# Important question/help needed



## 1shanewhite (Nov 11, 2012)

I have been doing a lot of reading and have stumbled upon a LOT of conflicting information regard OC in California/Los Angeles...

*I just need a straight forward answer regarding whether I CAN or CAN NOT open carry in my area?* With "AB144" being passed and all that?

Any advice or help or answers will be awesome and greatly appreciated!

Thanks!

-Shane (L.A.)


----------



## Harryball (Oct 10, 2012)

No you can not OC in Cali anymore...


----------



## jakeleinen1 (Jul 20, 2011)

Isn't concealed carry illegal as well in California??


----------



## VAMarine (Dec 25, 2008)

jakeleinen1 said:


> Isn't concealed carry illegal as well in California??


Ca is may issue, some counties are very good shot CCW, others...not so much.


----------



## 1shanewhite (Nov 11, 2012)

So, it is COMPLETELY no way shape or form legal anymore?

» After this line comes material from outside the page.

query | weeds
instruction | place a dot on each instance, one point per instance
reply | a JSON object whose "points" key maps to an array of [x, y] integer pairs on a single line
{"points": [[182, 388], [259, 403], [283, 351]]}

If so, this is SAD. On another note, how hard is it to get a CC permit in CA?


----------



## VAMarine (Dec 25, 2008)

1shanewhite said:


> So, it is COMPLETELY no way shape or form legal anymore? If so, this is SAD. On another note, how hard is it to get a CC permit in CA?


I may be wrong, but the only places where open carry is still legal is in rural areas IE not in any kind of incorporated or city limits. Regarding permits, in Ca it varies by county. *Calguns has a pretty good map depicting what counties issue* and which do not. I believe I heard you say "LA" in which case you're probably out of luck. For more info I would urge you to look at the Calguns site.


----------